The toolbox topic this month is dialogue – now, that’s not just a couple of heads having a chat or an argument – and it created a lot of discursive discussion and the occasional heated opinion. That’s life in a group of people who want to understand the best way to put the story out there in the format that makes it most powerful, most connected, the most ‘real.’

Dialogue is so much more than the character (or characters) talking, putting words between quotation marks. If the dialogue in the story doesn’t do something (whether that is clear or not at this stage of the story), then it probably shouldn’t be there at all. Dialogue does need to do something. For a start, it needs to  be a true and unique reflection of that character: how they speak, why and when they speak, the words and sentence structure they use, and the hidden or sub-textual meanings or hints.

Tags and pronouns need careful consideration. Do we (the reader) know who the ‘he’ or ‘she’ refers to – has the name been used in the right place to enable a smooth flow of understanding with no need for the reader to go back a step, or a scene, or . . . (worst) stop reading?

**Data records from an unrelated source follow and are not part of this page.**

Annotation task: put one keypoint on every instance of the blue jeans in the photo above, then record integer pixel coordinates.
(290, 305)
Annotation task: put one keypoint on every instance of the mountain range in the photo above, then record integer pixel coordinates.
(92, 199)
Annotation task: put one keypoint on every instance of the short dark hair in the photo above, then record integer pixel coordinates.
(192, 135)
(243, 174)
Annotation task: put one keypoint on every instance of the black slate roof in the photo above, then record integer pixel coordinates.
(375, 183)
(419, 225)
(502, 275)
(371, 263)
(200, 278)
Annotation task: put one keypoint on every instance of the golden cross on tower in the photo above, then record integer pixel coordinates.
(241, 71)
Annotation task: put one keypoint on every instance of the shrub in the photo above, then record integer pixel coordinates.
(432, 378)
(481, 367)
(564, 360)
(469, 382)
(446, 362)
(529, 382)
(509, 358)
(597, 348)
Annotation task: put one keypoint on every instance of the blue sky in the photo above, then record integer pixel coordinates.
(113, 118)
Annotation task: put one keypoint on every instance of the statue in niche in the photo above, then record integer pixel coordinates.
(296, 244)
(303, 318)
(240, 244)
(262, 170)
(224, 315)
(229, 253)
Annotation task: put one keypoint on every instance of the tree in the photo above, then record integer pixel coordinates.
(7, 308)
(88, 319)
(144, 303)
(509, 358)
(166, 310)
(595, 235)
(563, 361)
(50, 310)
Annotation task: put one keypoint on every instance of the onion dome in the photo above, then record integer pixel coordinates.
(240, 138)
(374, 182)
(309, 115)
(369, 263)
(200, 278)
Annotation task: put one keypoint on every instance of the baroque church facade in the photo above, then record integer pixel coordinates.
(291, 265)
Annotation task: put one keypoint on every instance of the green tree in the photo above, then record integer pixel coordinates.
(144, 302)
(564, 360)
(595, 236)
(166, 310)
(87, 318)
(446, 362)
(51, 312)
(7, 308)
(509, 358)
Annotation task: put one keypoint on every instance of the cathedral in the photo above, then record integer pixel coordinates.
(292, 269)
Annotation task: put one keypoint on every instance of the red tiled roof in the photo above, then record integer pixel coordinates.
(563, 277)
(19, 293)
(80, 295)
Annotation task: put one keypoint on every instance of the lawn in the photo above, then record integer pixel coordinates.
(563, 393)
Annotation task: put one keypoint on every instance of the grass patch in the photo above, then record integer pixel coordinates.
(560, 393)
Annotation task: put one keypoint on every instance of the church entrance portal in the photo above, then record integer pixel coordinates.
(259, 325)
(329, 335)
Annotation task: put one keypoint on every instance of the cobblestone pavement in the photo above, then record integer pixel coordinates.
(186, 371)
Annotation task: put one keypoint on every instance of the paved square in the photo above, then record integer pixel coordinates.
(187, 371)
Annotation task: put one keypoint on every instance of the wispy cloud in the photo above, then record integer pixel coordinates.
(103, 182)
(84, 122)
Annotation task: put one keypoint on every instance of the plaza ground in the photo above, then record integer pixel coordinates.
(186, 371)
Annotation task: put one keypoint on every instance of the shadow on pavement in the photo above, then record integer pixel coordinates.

If the dialogue is read out with ‘actors’ in the roles, doing the actions and making the moves, does it make sense? Does it do or create the mood or sense that is required for that moment in the story?

Consider the work dialogue must do in story:

First – speak for the character in the voice and tone and POV of the character (their personality); it needs to move the story in a direction (or misdirection); provides information that is new or necessary (but only by following the principles of POV and personality); it should (must) ensure the conflict issue is front and centre, being dealt with (or not); it will reveal character, either by what they say or don’t say, or conversations they avoid (silence is a conversation); and it is an element that allows the most emotion to be brought forward by that character. It can be used to foreshadow (in tiny little bits), to enhance tension and to set the tone of the scene.

Above all, dialogue will make the story interesting if it is true to POV character and does the three most important things: move the story in a direction, put information (subtly – no tell or exposition in dialogue please), and deepens the conflict.

Go ahead, try it – see how easy it isn’t!